529 plan is eligible for income tax relief
Compared with stock or fund investment, the 529 plan enjoys the advantage of tax preference. Investors can choose to put money in a deferred tax account when opening an account. If the account proceeds are used within a limited range of educational expenses, they can be exempt from federal tax when withdrawing. Some states also allow partial state tax relief. Other savings instruments, such as mutual funds, will pay part of their income to annual income tax and will be subject to capital gains tax when withdrawing money.
The state can also provide tax preference
In addition to federal tax deduction, 33 states, including the District of Columbia, now provide residents with all or part of tax cuts or credits of the 529 plan. If the state does not offer benefits to residents, people there can choose another state’s 529 plan.

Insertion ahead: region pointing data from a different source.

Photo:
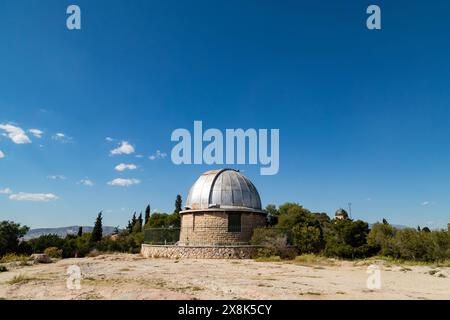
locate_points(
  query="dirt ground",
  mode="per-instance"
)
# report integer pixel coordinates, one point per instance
(125, 276)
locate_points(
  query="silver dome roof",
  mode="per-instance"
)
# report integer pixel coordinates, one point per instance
(225, 189)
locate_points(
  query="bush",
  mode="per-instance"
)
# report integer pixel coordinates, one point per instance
(46, 241)
(10, 233)
(12, 257)
(54, 252)
(274, 243)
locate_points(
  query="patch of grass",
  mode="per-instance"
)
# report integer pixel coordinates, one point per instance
(268, 259)
(310, 293)
(92, 296)
(12, 257)
(264, 285)
(312, 259)
(389, 261)
(22, 278)
(125, 269)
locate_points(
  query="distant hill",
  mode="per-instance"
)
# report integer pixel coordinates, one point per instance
(63, 231)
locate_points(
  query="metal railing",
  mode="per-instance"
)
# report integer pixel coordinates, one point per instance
(212, 235)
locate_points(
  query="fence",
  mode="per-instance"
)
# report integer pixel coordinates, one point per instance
(213, 235)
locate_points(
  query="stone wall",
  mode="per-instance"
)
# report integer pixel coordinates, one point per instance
(211, 227)
(198, 252)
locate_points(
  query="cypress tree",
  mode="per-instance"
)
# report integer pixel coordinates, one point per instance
(97, 232)
(140, 219)
(178, 203)
(147, 215)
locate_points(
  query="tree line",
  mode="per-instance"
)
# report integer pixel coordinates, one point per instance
(294, 230)
(291, 230)
(82, 244)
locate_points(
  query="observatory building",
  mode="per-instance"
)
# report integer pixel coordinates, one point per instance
(222, 209)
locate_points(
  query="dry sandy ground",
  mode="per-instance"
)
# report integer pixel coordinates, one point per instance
(123, 276)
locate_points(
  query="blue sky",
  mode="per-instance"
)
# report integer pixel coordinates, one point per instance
(364, 116)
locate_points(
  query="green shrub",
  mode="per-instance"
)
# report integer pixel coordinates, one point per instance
(54, 252)
(12, 257)
(273, 242)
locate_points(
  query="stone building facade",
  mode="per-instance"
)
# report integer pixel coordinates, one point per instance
(222, 210)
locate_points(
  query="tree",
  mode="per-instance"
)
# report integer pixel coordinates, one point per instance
(97, 232)
(129, 227)
(381, 236)
(141, 222)
(137, 226)
(147, 215)
(272, 214)
(10, 233)
(133, 220)
(178, 203)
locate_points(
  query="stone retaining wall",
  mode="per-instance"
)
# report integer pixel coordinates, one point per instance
(211, 228)
(197, 252)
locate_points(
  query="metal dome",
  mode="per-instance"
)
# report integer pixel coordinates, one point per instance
(224, 189)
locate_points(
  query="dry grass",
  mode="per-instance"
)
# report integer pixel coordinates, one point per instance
(312, 259)
(12, 257)
(22, 278)
(269, 259)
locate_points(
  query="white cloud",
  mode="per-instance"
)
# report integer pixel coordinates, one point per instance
(56, 177)
(123, 182)
(123, 148)
(37, 197)
(123, 167)
(158, 155)
(36, 132)
(5, 191)
(16, 134)
(61, 137)
(86, 182)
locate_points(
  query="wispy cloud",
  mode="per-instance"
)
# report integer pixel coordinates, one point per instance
(16, 134)
(123, 167)
(56, 177)
(158, 155)
(62, 137)
(123, 148)
(36, 132)
(5, 191)
(35, 197)
(86, 182)
(123, 182)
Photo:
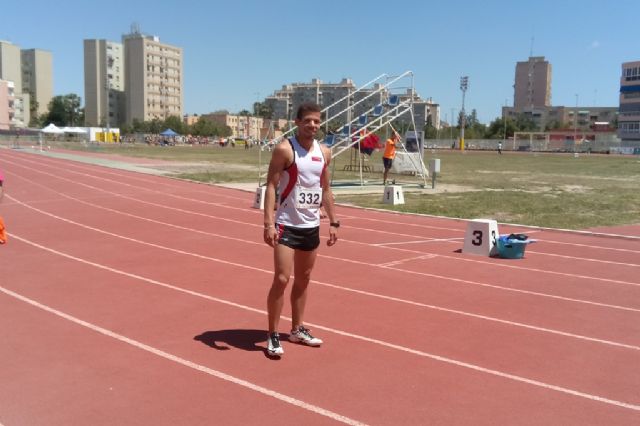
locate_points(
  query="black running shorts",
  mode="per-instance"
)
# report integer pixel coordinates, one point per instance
(387, 162)
(306, 239)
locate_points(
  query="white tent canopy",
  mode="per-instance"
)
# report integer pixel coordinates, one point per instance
(52, 128)
(77, 130)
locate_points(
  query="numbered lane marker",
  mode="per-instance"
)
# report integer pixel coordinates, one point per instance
(481, 237)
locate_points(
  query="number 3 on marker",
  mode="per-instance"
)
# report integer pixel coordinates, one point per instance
(478, 240)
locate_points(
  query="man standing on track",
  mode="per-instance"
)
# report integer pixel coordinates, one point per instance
(389, 155)
(299, 170)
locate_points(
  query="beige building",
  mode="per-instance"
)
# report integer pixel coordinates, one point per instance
(153, 78)
(6, 104)
(582, 118)
(532, 88)
(242, 126)
(104, 83)
(190, 119)
(629, 109)
(10, 71)
(37, 77)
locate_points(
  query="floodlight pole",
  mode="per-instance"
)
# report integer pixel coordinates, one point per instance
(504, 119)
(575, 126)
(464, 85)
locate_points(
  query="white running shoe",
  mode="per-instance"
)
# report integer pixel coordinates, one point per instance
(273, 345)
(302, 335)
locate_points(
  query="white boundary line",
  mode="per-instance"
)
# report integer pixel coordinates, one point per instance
(170, 357)
(439, 358)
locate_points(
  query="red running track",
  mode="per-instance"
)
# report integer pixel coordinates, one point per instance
(134, 299)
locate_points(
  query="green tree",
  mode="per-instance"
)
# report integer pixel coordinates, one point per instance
(175, 123)
(64, 110)
(260, 109)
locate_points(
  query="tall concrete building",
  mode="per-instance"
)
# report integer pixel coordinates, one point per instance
(10, 64)
(104, 83)
(10, 71)
(153, 78)
(629, 109)
(37, 77)
(532, 88)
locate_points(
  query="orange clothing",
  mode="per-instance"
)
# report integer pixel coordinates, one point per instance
(3, 234)
(390, 149)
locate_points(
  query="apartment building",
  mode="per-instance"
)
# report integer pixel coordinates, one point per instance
(153, 78)
(582, 118)
(532, 88)
(37, 77)
(6, 104)
(104, 83)
(11, 72)
(629, 107)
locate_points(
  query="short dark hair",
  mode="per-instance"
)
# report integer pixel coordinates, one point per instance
(306, 108)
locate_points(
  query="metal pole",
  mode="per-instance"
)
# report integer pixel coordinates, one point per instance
(575, 125)
(464, 85)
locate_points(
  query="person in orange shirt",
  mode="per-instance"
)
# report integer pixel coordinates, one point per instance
(389, 155)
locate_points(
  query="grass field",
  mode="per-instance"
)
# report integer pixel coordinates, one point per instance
(552, 190)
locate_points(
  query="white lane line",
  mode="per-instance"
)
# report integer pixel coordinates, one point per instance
(456, 258)
(428, 240)
(155, 351)
(382, 343)
(408, 259)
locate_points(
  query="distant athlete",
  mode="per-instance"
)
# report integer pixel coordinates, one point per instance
(299, 170)
(389, 155)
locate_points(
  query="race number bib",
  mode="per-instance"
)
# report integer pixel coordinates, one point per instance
(308, 198)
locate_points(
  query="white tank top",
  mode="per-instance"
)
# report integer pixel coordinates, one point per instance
(306, 172)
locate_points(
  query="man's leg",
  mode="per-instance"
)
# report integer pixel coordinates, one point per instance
(303, 265)
(283, 263)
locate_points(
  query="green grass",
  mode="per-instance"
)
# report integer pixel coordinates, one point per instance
(552, 190)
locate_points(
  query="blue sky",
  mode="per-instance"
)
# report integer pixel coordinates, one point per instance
(236, 52)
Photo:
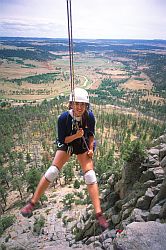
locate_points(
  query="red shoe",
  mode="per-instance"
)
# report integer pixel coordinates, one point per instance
(27, 210)
(102, 220)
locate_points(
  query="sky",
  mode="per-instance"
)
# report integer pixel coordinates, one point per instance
(92, 19)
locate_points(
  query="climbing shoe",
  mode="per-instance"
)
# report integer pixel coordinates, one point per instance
(102, 220)
(27, 210)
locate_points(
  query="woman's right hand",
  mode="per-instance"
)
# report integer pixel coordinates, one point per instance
(79, 133)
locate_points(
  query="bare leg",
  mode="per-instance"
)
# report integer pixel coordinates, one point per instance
(87, 164)
(61, 157)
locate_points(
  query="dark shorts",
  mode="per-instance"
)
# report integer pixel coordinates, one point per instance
(73, 148)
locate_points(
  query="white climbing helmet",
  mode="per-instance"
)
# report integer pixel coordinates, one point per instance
(79, 95)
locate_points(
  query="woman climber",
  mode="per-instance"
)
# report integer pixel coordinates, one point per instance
(75, 136)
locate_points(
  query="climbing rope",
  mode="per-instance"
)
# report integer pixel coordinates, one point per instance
(70, 38)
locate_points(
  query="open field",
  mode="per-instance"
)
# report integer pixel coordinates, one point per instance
(25, 75)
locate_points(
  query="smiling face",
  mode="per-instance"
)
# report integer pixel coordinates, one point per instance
(79, 108)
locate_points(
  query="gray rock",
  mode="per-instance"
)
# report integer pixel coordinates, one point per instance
(162, 153)
(154, 212)
(163, 162)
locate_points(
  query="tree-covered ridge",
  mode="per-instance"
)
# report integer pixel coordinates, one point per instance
(110, 93)
(27, 136)
(38, 55)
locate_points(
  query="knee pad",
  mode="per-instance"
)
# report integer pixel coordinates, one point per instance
(52, 173)
(90, 177)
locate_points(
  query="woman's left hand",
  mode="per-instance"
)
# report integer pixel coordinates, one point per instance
(90, 153)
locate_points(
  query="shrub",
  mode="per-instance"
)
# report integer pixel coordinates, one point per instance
(5, 222)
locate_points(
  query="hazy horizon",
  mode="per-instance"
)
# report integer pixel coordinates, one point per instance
(94, 19)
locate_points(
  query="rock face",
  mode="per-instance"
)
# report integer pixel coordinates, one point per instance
(140, 196)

Account holder can continue to control the account
Compared with escrow accounts or other education savings accounts, designated beneficiaries have no legal rights to dispose of the funds. Beneficiaries of the 529 plan have no access to control the funds even if they will have been adults, which ensures that these education funds are earmarked for use. With a few exceptions, the sponsor can guarantee that the funds will be used for their intended purpose.
You can join the 529 plan simply by registering, visiting the plan website or contacting a financial advisor. Most 529 plans are linked to autonomous investment bank accounts or payroll deduction plans. The continuous investment management of this account is the responsibility of the external investment company or the national finance office that is hired as the project manager. There is no need for investors to bother to maintain the profitability of the plan.